Наконец десятки людей услышали беспорядочные слабые звуки — точно дятлы вздумали перестукиваться ночью.
Прошло полчаса… Соседние заставы, выславшие усиленные наряды, продолжали ждать. Никто не имел права бросить силы к «Казачке», оголив свой участок.
И вдруг зеленая ракета беззвучно поднялась в воздух. Описав огромную дугу, она долго освещала мертвенным светом вершины голубых дубов и лесные поляны. Дятлы опешили, а затем застучали еще настойчивее. Дубах вызвал начальника отряда.
— В Минске идет снег, — предупредил он спокойно.
Эта метеорологическая сводка настолько заинтересовала начальника, что он тут же поделился новостью с маневренной группой и авиачастью, находившейся в ста километрах от границы.

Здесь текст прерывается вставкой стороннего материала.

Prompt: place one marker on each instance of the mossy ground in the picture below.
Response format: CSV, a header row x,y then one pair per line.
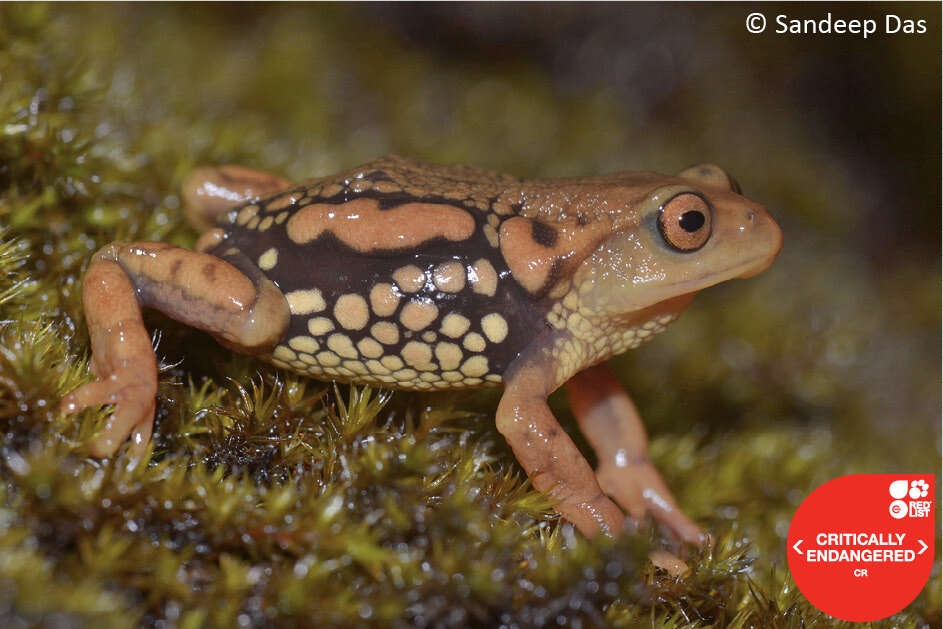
x,y
269,500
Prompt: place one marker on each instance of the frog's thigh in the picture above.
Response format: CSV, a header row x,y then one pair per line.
x,y
210,191
613,427
550,458
201,290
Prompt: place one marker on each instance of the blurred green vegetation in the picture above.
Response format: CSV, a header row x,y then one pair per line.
x,y
268,500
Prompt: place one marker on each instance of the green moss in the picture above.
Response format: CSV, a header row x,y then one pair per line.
x,y
266,499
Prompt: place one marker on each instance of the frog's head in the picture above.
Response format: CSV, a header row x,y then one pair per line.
x,y
682,234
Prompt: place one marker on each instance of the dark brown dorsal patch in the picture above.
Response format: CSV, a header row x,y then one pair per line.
x,y
543,234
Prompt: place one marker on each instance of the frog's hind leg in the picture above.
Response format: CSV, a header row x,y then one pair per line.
x,y
211,191
613,427
241,309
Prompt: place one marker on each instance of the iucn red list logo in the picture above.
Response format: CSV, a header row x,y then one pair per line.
x,y
860,547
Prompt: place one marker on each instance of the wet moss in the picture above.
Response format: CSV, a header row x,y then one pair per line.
x,y
269,500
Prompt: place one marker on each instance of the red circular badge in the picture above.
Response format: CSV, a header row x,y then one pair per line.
x,y
860,547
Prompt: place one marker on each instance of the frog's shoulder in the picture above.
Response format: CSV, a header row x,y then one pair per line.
x,y
397,180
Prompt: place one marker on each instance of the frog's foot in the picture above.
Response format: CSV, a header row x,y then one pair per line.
x,y
209,191
612,425
132,390
246,313
550,457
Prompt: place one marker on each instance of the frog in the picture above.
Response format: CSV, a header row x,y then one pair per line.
x,y
407,275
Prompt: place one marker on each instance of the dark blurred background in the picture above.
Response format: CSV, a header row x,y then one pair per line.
x,y
827,364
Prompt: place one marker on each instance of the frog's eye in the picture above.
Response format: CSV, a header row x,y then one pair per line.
x,y
685,222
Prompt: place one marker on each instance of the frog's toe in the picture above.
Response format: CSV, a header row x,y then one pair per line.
x,y
639,489
134,402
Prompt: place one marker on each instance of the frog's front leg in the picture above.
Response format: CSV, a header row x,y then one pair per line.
x,y
211,190
613,427
244,310
547,453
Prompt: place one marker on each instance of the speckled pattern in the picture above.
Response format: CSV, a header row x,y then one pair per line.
x,y
446,313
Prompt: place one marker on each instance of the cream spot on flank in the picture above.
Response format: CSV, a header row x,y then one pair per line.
x,y
304,344
418,355
305,301
392,362
409,278
246,213
356,366
449,355
449,277
284,354
452,376
327,359
331,190
383,299
307,359
495,327
342,345
492,235
454,325
473,342
377,368
269,259
351,311
405,374
320,326
370,348
484,279
475,366
416,315
385,332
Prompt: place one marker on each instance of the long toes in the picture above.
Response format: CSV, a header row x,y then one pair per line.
x,y
668,562
130,412
141,436
594,516
639,490
90,394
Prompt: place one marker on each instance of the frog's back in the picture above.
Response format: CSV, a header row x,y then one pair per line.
x,y
393,274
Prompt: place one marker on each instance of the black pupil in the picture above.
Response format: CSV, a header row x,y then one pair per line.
x,y
691,221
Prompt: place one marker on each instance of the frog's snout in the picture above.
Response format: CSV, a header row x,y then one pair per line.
x,y
765,238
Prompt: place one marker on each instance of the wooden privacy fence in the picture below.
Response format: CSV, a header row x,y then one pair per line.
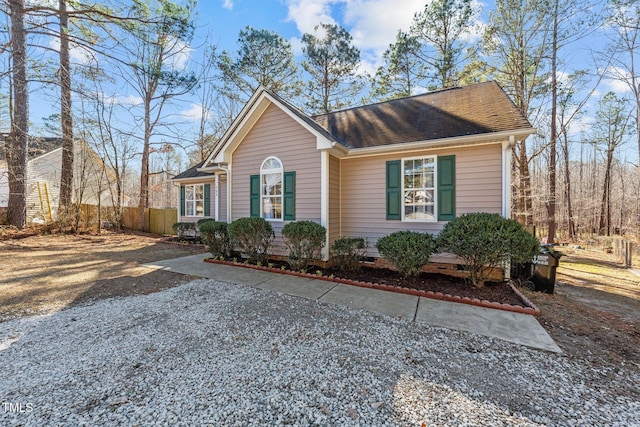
x,y
624,250
158,221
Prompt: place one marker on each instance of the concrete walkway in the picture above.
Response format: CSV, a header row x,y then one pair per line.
x,y
517,328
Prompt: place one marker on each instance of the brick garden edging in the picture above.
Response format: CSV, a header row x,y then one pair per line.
x,y
529,308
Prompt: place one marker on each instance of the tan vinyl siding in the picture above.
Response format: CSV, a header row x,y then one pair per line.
x,y
212,193
223,198
363,191
277,134
334,199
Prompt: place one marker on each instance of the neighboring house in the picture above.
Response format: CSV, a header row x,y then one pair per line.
x,y
407,164
90,184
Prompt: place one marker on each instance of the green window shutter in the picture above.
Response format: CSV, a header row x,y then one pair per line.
x,y
394,190
289,199
207,199
254,190
182,197
446,188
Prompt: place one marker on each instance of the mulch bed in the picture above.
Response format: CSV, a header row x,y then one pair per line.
x,y
495,292
431,285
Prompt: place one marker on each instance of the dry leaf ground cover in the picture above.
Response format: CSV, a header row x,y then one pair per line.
x,y
595,314
44,274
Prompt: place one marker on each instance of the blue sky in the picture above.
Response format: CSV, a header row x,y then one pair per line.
x,y
372,23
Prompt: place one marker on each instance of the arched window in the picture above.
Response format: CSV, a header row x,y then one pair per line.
x,y
271,173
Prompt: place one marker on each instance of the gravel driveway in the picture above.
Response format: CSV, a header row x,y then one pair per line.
x,y
211,353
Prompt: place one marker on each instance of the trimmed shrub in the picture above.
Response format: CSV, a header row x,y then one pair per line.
x,y
253,236
185,229
305,240
407,251
347,252
485,241
214,234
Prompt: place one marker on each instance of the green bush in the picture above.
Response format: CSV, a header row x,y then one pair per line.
x,y
185,229
347,252
253,237
305,240
214,234
407,251
485,241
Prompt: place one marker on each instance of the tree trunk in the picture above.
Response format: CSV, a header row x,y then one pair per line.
x,y
143,203
605,205
571,228
66,174
19,137
551,205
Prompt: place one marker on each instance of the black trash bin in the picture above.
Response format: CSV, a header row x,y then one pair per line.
x,y
545,265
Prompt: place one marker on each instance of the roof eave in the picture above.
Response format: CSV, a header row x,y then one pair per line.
x,y
458,141
191,178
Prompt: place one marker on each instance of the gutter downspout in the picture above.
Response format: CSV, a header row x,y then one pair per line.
x,y
228,170
506,176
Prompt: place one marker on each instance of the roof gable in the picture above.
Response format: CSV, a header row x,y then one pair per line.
x,y
478,109
249,116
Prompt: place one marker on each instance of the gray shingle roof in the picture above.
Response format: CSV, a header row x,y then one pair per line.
x,y
472,110
192,172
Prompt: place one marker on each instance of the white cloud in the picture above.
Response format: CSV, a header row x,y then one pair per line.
x,y
373,24
618,80
131,100
179,54
309,13
194,113
77,54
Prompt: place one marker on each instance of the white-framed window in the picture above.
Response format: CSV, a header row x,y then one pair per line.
x,y
419,189
271,173
194,200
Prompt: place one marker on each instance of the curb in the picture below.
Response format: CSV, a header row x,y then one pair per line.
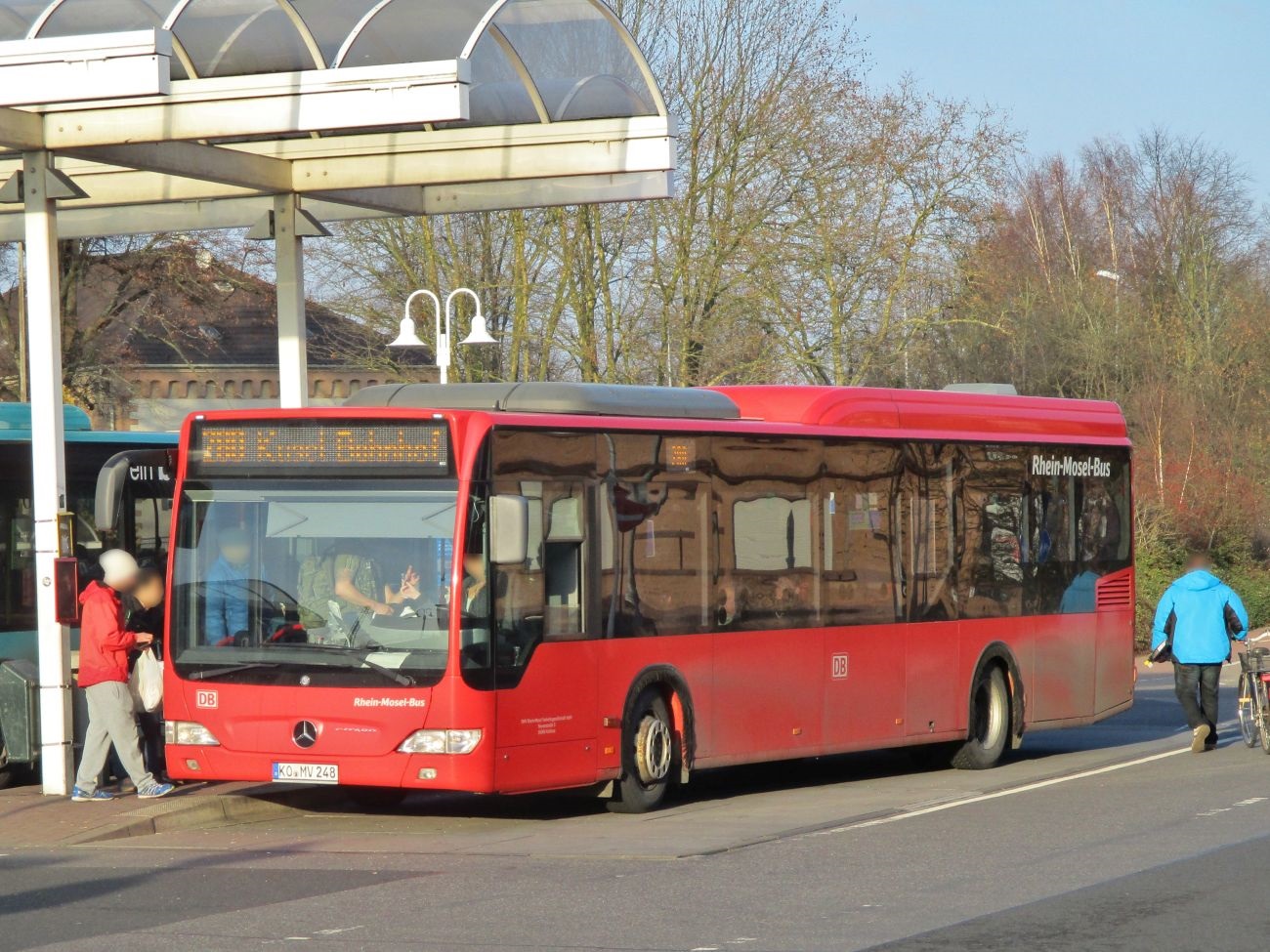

— Два эскадрона к Минску, галопом! — приказал он маневренной группе. — Предупреждаю: в Минске снег, — сообщил он командиру авиачасти.
— Греемся, — лаконично ответила трубка.
…В остальном в Приморье было спокойно. В полях возле Черниговки гремели молотилки. Посьетские рыбаки уходили в море, поругивая морозец. На амурских верфях электросварщики, работавшие под открытым небом, зажигали звезды ярче Веги и Сириуса… Летчик почтового самолета видел огненное дыхание десятков паровозов. Шли поезда, груженные нефтью, мариупольской сталью, ташкентским виноградом, учебниками, московскими автомобилями. В шестидесяти километрах от места перестрелки рыбак плыл по озеру в поселок за чаем, вез белок, вспугивал веслами глупую рыбу и пел, радуясь тишине осеннего утра.
Ни один чехол не был снят в эту ночь с орудий укрепленной полосы.
Сопка Мать походила на казацкое седло. Широкая, затянутая бурой травой, она лежала между падями Козьей и Рисовой. Правым краем это седло упиралось в ручей, против левого расстилались кусты ежевики и солонцы — плешивый клочок земли, истоптанный и изрытый зверьем.
Отделенные от сопки широкой поляной, стояли по ту сторону границы невысокие голые дубки. Траву на поляне и сопках никогда не косили. Дикой силой обладала рыжеватая почва, не видевшая никогда лемеха. Будяки вытягивало здесь ростом с коня, ромашки разрастались пышнее подсолнухов. Щавель, лилии, повилика, курослеп, лебеда, лютик, гвоздика соперничали в силе, ярости и жестокости, с которой они душили друг друга. Иногда властвовали здесь ромашки, делавшие поляну чистой и строгой. Иногда лиловым пламенем вспыхивал багульник или ноготки заливали сопки медовой желтизной. К осени все это пестрое сборище выгорало, твердело, превращаясь в густую пыльную шкуру.